忘れもしない、小学校低学年か中学年?2年生か3年生の頃。母が仕事休みの日曜日で、二人でテレビのニュースを見ていた。

その日のニュースは、コインロッカーから赤ん坊の死体が見つかったというニュース。

母は淡々とした口調で、「私がもっと若い母親だったら、アンタもコインロッカー行きになっていたかも」と言った。その言葉自体は一生忘れもしないが、私は聞いても「ふ〜ん、そうなんだ」という感じだった。

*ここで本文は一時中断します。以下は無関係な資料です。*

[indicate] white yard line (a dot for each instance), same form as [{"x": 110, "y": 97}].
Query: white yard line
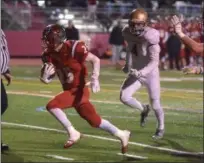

母の言葉が悲しくてショックではないのにその言葉を覚えているのは、私の記憶力が異常だからである。IQも少し高めであるようだ。

それから約40年後、なんとなく夫にそのエピソードを話すと、「子供にそんなことを言うこと自体、児童虐待じゃね?」と言った。
そういう発想を今までしたことがなかったので驚いた。夫は私が驚いたことに驚いたようだった。

毒に染まっていて正常な判断ができない私に、普通の家庭とはどんなものかを教えてくれる存在が夫である。夫には日々感謝している。

だが今思うと、生まれてまもなくから、ずっと私は死にぞこないなんだな〜と思う。